- 2911
A FINELY CARVED DOUBLE-BODHISATTVA MARBLE STELE SUI DYNASTY, DATED 608
Description
- Marble stone
Provenance
Eskenazi Ltd., London.
Catalogue Note
Marble steles decorated with double bodhisattvas were popular, particularly from the Northern Qi period onwards. The stylistic influences on this stele reflect those of the preceding dynasty. The nature of the marble on the present example relates it closely to other examples from Hebei province, including a marble stele of similar size in the Palace Museum, Beijing, dated 591, carved with Maitreya Buddha flanked by two disciples, discovered at the site of Xiude Temple in Quyang, Hebei, 1953, illustrated in Zhongguo Meishu Quanji. Diaosu 4.Sui Tang Diaosu, Beijing, 1988, pl. 5. The texture of the marble and precise carving style, specifically the rendition of the figures and the rectangular plinth itself, closely match that of the current stele.

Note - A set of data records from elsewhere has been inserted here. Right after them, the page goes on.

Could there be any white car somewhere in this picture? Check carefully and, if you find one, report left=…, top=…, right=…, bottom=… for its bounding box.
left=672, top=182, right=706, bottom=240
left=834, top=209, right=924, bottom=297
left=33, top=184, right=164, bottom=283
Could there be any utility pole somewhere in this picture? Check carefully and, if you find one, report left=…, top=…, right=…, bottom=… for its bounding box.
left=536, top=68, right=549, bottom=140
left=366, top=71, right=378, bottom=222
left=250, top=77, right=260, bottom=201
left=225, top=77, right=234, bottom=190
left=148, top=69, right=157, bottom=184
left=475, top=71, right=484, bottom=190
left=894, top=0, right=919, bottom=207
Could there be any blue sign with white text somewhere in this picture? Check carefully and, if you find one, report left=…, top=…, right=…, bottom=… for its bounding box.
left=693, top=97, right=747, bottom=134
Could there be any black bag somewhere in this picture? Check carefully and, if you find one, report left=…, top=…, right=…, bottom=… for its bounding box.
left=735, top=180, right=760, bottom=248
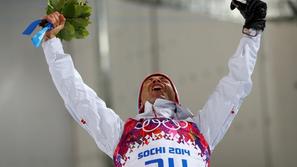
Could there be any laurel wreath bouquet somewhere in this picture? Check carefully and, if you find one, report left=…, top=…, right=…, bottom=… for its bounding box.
left=46, top=0, right=92, bottom=41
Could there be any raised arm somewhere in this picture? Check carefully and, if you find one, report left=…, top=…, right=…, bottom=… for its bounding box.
left=194, top=0, right=266, bottom=150
left=43, top=13, right=123, bottom=158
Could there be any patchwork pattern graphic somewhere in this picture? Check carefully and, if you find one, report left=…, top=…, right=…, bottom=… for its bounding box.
left=114, top=118, right=210, bottom=167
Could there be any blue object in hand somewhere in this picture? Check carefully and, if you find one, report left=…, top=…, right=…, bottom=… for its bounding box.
left=22, top=19, right=53, bottom=48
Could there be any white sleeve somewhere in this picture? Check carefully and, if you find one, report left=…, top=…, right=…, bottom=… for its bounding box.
left=194, top=34, right=261, bottom=151
left=43, top=38, right=123, bottom=158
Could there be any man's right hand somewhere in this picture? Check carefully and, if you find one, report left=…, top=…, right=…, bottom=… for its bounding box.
left=230, top=0, right=267, bottom=31
left=43, top=12, right=66, bottom=41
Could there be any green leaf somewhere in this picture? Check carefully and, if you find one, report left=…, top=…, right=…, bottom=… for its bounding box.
left=61, top=2, right=75, bottom=18
left=75, top=28, right=89, bottom=39
left=58, top=21, right=75, bottom=41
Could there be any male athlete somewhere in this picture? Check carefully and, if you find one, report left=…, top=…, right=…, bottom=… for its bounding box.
left=43, top=0, right=267, bottom=167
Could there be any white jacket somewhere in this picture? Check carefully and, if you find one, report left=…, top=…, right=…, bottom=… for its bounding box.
left=43, top=34, right=261, bottom=158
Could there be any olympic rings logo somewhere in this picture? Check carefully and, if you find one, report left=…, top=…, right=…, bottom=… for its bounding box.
left=135, top=119, right=189, bottom=132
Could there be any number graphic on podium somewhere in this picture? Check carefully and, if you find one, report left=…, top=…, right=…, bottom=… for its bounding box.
left=145, top=158, right=188, bottom=167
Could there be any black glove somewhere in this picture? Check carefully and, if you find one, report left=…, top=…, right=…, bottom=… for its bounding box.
left=230, top=0, right=267, bottom=31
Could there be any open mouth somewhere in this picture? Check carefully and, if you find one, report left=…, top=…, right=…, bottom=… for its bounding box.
left=152, top=85, right=162, bottom=91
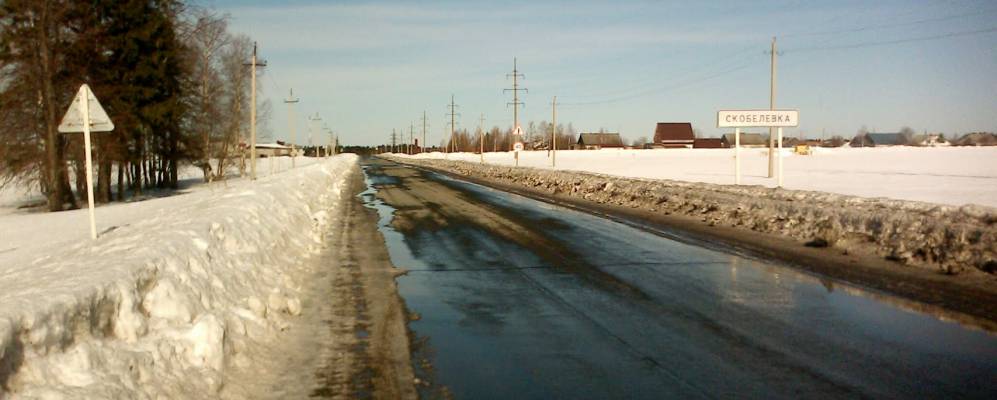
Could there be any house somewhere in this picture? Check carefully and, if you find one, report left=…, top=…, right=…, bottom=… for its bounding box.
left=849, top=132, right=913, bottom=147
left=256, top=143, right=291, bottom=157
left=953, top=132, right=997, bottom=146
left=913, top=134, right=952, bottom=147
left=692, top=138, right=724, bottom=149
left=574, top=133, right=623, bottom=150
left=654, top=122, right=696, bottom=149
left=720, top=133, right=769, bottom=147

Compare also the famous Maitreya steles in 'pensive thought' pose, including one now in the Asian Art Museum of San Francisco, illustrated by Rene Lefebvre d'Argence, Chinese, Korean and Japanese Sculpture in the Avery Brundage Collection, 1974, no.56, pp. 130-133. Compare a famous double-bodhisattva stele, identified as two emanations of Maitreya, with an inscription dated AD 565, from Quyang county, Hebei province, in the Freer Gallery of Art, Washington DC, illustrated in Matsubara Saburo, Chinese Buddhist Sculpture, Tokyo, 1966, pl. 149(b), and also discussed by Jan Stuart & Chang Qing, 'Chinese Buddhist Sculpture in a New Light at the Freer Gallery of Art', Orientations, April 2002, p. 33, fig. 7.